# Snake Rack



## Craggles (Mar 12, 2009)

Snake rack for sale including tubs, heats mats and stat.

Carries 12 rubs

£200 ono need them gone ASAP

Also a 2ft viv £40

many thanks


----------



## funky1 (Jun 18, 2008)

Do a lot better in the equipment classifieds, and with pics mate


----------



## Craggles (Mar 12, 2009)

pics can be sent asap just cant upload photo


----------



## Craggles (Mar 12, 2009)

rack still available. bargain here. pics can be sent on request


----------



## Meko (Apr 29, 2007)

funky1 said:


> Do a lot better in the equipment classifieds, and with pics mate



and the size of the RUB's.


----------



## Craggles (Mar 12, 2009)

rubs are 32 litre. have sold 1 rack and the lad over the moon. its such a bargain this. comes with rubs, heat mats, stat and waterdishes and large hides


----------



## burnseyenknight (Oct 6, 2011)

well worth the money.everything you need for 200 bargain. cant belive this hasent gone yet.really well made.


----------



## Craggles (Mar 12, 2009)

burnseyenknight said:


> well worth the money.everything you need for 200 bargain. cant belive this hasent gone yet.really well made.


cheers mate

i still cant believe its still here lol


----------



## Craggles (Mar 12, 2009)

rack still here had lots of interest but nothing concreate. will listen to offers and could deliver


----------



## dapper (Aug 14, 2011)

You are too far from me otherwise I would be interested.


----------



## Craggles (Mar 12, 2009)

dapper said:


> You are too far from me otherwise I would be interested.

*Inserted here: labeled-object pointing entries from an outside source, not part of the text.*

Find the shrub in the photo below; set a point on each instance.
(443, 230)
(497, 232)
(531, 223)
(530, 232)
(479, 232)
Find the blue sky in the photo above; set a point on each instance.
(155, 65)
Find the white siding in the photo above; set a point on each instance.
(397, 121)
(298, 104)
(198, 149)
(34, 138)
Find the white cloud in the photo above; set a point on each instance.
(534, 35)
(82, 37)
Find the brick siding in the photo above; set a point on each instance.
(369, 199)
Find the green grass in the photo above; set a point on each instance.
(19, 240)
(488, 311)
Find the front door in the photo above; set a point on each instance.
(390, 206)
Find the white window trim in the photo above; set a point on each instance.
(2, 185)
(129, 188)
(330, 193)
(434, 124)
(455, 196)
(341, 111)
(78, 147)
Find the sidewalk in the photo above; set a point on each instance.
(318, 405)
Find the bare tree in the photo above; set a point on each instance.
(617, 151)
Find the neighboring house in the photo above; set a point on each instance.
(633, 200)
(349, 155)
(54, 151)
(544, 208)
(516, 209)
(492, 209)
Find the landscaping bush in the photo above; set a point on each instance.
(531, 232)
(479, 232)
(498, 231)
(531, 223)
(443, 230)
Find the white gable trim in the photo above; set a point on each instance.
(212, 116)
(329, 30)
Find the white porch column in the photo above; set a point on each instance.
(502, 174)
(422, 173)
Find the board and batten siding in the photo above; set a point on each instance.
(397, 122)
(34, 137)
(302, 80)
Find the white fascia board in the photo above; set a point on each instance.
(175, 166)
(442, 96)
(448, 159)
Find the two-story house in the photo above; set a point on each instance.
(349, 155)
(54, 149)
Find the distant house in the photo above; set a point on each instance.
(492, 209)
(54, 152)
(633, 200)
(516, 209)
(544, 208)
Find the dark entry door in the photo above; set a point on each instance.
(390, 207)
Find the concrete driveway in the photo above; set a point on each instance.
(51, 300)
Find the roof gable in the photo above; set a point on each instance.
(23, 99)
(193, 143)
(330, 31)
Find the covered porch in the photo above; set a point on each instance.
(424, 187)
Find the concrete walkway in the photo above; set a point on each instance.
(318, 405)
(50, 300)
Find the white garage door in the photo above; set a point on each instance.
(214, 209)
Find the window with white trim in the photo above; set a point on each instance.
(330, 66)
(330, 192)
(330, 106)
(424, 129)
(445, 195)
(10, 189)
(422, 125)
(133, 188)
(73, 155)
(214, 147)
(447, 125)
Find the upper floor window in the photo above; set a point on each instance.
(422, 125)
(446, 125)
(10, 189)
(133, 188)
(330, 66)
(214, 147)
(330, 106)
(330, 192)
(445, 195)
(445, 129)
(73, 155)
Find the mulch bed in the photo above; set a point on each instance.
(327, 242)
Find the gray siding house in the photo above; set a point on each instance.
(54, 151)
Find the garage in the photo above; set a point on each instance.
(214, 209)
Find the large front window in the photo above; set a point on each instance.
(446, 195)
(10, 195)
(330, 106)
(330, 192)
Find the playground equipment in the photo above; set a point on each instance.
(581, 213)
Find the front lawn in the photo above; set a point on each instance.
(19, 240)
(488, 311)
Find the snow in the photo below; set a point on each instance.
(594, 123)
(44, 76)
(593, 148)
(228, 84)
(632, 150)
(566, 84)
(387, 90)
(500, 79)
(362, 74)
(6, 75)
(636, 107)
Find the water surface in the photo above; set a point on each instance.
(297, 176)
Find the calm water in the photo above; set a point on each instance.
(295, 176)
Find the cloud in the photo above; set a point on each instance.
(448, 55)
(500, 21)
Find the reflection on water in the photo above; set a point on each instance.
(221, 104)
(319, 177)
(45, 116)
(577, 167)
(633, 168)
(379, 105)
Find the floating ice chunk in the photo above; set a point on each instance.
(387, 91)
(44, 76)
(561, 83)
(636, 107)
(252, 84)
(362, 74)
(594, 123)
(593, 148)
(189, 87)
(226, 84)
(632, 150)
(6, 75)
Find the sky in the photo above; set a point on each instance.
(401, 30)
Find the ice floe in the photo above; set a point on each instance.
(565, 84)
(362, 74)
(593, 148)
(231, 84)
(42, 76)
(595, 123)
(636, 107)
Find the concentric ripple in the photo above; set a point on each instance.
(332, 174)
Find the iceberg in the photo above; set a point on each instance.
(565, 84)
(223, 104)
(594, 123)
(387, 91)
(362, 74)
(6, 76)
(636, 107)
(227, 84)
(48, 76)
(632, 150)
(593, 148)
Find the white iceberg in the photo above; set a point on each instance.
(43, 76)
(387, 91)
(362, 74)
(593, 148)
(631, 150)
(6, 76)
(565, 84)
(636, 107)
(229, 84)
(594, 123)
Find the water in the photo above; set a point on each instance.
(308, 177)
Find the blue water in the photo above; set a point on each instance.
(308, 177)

yeah just a bit too far lol

cheers though mate


----------



## Craggles (Mar 12, 2009)

rack still here and a bargain offers welcome


----------



## Craggles (Mar 12, 2009)

rack still for sale make me an offer


----------



## dapper (Aug 14, 2011)

Could the rack be couriered? If so do you know the cost of delivery? 

As there are no pictures, I take it that its a home made one?

regards

Dave


----------